KS Badri Narayanan | Updated on April 10, 2021

Sell the 660-strike call and simultaneously buy the 640-strike call

The stock of Sun Pharmaceuticals remains at crucial level. If the current trend sustains, the stock could reach ₹702. If it manages to go above that level, that would turn the long-term outlook positive. On the other hand, if Sun Pharma fails to sustain at current levels, it could find support at ₹603 and the major one at ₹549. A close below the latter will change the outlook to negative for the stock, which could then weaken to ₹363 level.

However, we expect the stock to maintain the current bullish trend.

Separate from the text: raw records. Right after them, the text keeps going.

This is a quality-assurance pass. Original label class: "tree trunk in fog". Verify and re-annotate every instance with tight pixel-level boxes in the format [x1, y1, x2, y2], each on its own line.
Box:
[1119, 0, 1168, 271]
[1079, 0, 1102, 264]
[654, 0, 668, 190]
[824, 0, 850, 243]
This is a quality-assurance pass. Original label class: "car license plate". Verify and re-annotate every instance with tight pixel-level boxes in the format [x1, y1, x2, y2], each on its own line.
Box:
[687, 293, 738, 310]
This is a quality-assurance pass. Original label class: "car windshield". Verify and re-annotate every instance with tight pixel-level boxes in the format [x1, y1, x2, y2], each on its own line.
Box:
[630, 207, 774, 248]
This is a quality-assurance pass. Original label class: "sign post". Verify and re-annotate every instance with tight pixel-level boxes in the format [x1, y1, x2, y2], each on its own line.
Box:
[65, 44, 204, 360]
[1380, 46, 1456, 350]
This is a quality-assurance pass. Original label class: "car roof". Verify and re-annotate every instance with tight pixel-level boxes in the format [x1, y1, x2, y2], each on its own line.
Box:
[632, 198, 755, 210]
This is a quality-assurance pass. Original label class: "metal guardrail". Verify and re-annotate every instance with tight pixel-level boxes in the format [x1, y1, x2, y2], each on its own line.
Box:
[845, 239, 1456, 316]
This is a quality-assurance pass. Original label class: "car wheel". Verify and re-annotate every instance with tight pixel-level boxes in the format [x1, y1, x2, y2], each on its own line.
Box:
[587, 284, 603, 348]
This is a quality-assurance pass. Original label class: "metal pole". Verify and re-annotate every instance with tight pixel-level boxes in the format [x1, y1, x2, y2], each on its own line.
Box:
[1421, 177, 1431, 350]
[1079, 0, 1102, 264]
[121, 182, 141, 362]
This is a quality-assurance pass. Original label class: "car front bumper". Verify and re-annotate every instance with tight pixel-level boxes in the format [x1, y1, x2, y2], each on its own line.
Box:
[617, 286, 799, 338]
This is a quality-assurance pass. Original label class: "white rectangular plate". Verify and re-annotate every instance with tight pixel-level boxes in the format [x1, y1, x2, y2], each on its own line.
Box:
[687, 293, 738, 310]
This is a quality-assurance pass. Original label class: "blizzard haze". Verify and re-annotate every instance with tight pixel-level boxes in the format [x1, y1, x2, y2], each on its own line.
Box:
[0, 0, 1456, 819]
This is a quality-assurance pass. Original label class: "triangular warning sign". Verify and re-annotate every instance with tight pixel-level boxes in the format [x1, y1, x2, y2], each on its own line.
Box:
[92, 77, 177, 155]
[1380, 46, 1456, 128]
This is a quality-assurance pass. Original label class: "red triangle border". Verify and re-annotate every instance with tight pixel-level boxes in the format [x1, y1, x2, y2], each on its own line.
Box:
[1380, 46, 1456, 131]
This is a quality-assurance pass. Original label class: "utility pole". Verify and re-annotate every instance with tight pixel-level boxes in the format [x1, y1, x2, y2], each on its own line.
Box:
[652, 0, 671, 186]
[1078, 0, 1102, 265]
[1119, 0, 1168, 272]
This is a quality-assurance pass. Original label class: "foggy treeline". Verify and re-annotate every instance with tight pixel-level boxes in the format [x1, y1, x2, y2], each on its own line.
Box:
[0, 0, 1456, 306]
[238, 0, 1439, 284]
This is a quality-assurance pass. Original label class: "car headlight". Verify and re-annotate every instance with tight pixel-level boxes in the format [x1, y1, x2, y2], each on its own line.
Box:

F&O pointers: The Sun Pharma April futures closed at ₹640.60, a premium of almost ₹4 over the spot close of ₹636.75. Open positions on Friday saw a sharp jump along with rise in share price, signalling a fresh accumulation. Option position signals a strong support at ₹620. On the call side, 650-strike saw higher accumulation. However, trading in options indicates that call writers are hesitant, signalling that the chance of the price moving up is higher.

Strategy: Traders could consider bull-call spread on Sun Pharma. The strategy can be initiated by selling the 660-strike call and simultaneously buying the 640-strike call. These options closed with a premium of ₹18.50 and ₹10.95 respectively. That means, this strategy will cost investors ₹7.55/contract or ₹10,570 (market lot: 1,400 shares).

The maximum loss in this strategy is the premium paid (i.e. ₹10,570), if Sun Pharma sustains at ₹640 or dips. On the other hand, a profit of ₹17,430 is possible if the stock closes at or above ₹660. We advise traders to hold the position till expiry.

Follow-up: Last week, we had advised a put-spread strategy on Titan. The stock moved on expected lines on the first three days and did provide a profit opportunity but bounced back on Thursday and Friday.